SE522391C2 - Crankcase and exhaust ventilation in a supercharged internal combustion engine - Google Patents

Abstract

A supercharged combustion engine including a cylinder block (1), a cylinder head (2) and a crankcase (3) containing oil, an induction air conduit (19, 21, 24) communicating with intake conduits (9) in the cylinder head. The induction air conduit is connected to a supercharging unit (23) and is provided with a throttle valve (26) downstream of the supercharging unit. A first evacuation conduit (40, 42) connects the crankcase, via a pressure regulator (45), to the induction air conduit (19) at a point downstream of the throttle valve for evacuation of blow-by gases from the crankcase. A second evacuation conduit (40, 43) connects the crankcase with the induction air conduit (24) at a point on the intake side of the supercharging unit. A device (29) for separating oil from the evacuated blow-by gas, at least one further evacuation conduit (46) connecting a collection container (47) or some other source of harmful emissions with the evacuation conduits and non-return valves (41, 44) in the first and second evacuation conduits (42, 43) prevent gases from flowing back into the crankcase.

Description

20 25 30 522 591? * “Oil mist has followed the blow-by gas out of the crankcase, through the evacuation line to the charger. This oil mist can condense and accumulate in the charging system and, depending on the amount of oil and the temperature, disturb the charging charge air cooler is the charging unit and the suction pipe risks the cooling ducts becoming clogged with oil, the system's function. In cases where a connected between with impaired function as a result.

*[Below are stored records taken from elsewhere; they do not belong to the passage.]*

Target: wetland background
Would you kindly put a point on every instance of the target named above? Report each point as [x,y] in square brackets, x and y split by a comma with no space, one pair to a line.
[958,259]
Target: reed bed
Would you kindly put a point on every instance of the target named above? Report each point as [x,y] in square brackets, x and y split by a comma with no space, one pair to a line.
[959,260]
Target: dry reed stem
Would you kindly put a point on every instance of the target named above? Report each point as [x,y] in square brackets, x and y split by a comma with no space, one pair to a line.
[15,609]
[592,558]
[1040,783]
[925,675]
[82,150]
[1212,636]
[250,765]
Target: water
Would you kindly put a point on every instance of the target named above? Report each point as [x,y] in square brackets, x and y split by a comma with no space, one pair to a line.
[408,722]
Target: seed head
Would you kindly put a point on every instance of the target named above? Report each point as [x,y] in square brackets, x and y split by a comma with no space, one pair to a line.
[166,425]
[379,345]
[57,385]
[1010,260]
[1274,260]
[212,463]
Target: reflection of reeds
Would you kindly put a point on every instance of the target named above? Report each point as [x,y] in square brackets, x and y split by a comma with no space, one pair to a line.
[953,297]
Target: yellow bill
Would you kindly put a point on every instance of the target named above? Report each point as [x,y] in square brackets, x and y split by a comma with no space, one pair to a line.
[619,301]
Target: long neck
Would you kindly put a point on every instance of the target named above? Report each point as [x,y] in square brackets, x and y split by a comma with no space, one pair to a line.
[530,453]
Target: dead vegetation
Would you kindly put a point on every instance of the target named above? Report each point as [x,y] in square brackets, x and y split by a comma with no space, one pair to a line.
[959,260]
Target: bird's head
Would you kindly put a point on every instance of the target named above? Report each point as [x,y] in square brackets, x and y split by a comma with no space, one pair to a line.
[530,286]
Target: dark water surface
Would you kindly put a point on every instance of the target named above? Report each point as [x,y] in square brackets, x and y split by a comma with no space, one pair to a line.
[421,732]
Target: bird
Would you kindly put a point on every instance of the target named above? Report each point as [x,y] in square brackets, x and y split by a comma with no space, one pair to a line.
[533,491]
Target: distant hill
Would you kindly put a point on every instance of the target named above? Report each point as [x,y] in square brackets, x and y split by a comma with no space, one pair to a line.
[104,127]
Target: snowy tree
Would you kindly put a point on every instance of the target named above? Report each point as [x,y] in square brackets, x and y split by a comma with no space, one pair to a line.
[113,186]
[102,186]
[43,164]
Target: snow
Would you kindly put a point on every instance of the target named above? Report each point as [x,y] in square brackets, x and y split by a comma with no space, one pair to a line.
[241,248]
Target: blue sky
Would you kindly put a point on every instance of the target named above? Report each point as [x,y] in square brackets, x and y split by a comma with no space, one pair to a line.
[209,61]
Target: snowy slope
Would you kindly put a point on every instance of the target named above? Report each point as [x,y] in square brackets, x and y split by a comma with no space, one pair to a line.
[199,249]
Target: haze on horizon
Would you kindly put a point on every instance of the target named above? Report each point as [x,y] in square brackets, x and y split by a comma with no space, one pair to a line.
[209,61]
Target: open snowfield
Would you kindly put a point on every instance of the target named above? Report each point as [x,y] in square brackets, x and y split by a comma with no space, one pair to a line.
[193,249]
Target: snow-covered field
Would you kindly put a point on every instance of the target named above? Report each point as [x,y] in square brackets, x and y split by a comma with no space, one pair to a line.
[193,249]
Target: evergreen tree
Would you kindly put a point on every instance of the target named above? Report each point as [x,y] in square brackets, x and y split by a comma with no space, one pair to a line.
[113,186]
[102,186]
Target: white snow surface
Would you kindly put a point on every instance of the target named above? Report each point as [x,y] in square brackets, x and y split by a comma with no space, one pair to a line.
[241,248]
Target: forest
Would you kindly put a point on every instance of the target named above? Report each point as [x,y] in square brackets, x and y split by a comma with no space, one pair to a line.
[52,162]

One way to get away from the problem of oil accumulation in the charging system is to connect the evacuation line after the throttle, but since there is often strong negative pressure, especially at low loads, there is a risk of an undesirably strong negative pressure in the crankcase. You can also not evacuate blow-by gases there when the engine is overcharged. A known way of solving the problem to at least some extent is to arrange two evacuation lines, one before the charging unit and one after the damper. It after the damper is connected to the intake pipe via a choke, which restricts flow to the intake pipe, and a non-return valve, which prevents flow in the direction from the intake pipe.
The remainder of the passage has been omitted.